Three months ago I decided to give up eating between meals, and I started Quit Snacking as an accountability aid for me and to track my experience. I targeted snacking as a behaviour because in Covid times I noticed I had been drinking alcohol every day, so gave that up for Dry January. As a consequence, my snacking got really out of hand and I gained a lot of weight.
Three months on, it’s time for an update.
1. My insomnia is pretty much gone. I don’t wake up needing the toilet or a drink of water. I don’t wake up from crazy stress dreams. I don’t wake up when my husband gets up and wanders around the house.
2. I am not influenced by others eating or the presence of food. I can prepare dinner without wanting to nibble little off cuts or spoonfuls “just for a taste”. Other people enjoying a snack does not result in an overwhelming urge to join in. Advertisements have no effect on my appetite. I also feel no judgement of people who are enjoying a snack.
3. I can wait for a meal. I have a selection of distraction and delaying behaviours I turn to if my meal is delayed for some reason. I don’t feel frustrated or disappointed if there is a need to wait because my distraction behaviours are also kind of fun.
4. I can walk away from food I am just about to eat if needed. If I suddenly need to drive a kid somewhere, answer the door or deal with an emergency mid-meal, it causes no annoyance.
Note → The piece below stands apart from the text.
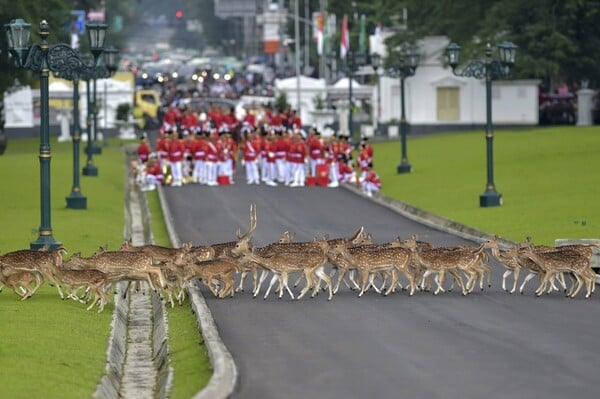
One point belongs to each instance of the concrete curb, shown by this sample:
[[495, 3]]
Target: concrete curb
[[434, 221], [224, 378], [110, 384]]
Mealtime no longer possesses sacred qualities for me, and I don’t endow food with magical happiness-inducing properties above other sources of contentment.
5. My dental hygiene routine is so much easier now. I don’t have snack mush clinging to my teeth in the evening. I don’t wake up with such a gross morning mouth.
6. I’ve lost weight without doing anything in particular. Last month I happened to lose 10 pounds. These have stayed off without me paying attention to anything except ensuring my meals are well balanced and that I have had enough high-fibre carbs and plenty of veg.
1. Drinking and snacking disrupt blood sugar levels, driving a cycle that is incredibly difficult to interrupt. Eating properly balanced meals that provide a slow release of carbs into my bloodstream results in a virtuous cascade of physical wellbeing, resulting in a happier and more productive frame of mind, and more effective social behaviour. I never would have learned about this had I not engaged in this project to give up both alcohol and pointless eating.
2. Snack attacks and my response to them are not a reflection of my character.
3. My menopause symptoms are aggravated by alcohol and blood sugar swings.
4. Dealing with difficult emotions is not easy, but neither booze nor overeating actually helps. In fact, these coping behaviours just create more problems.
5. My “judgy self” crops up at the most surprising times. I now have some strategies for catching her and stopping unhelpful cycles of behaviour and unwanted outcomes.
6. Going to bed early is a really good thing to do when life feels overwhelming, rather than trying to persist with a day that makes a bottle of wine and eating a whole cheese platter seem like the smartest idea I’ve ever had.
7. I’m very good at scaring myself. Emerging from Covid lockdown seemed like a terrifying prospect. I was afraid of strangers. I was afraid of acting rude, dumb, or awkward. I was afraid of being judged by my friends who I’ve not seen in ages. I was afraid of all the government rules and not being able to remember what was expected of me. Turns out, almost everyone feels the same way and in fact people are generally cutting each other a lot of slack.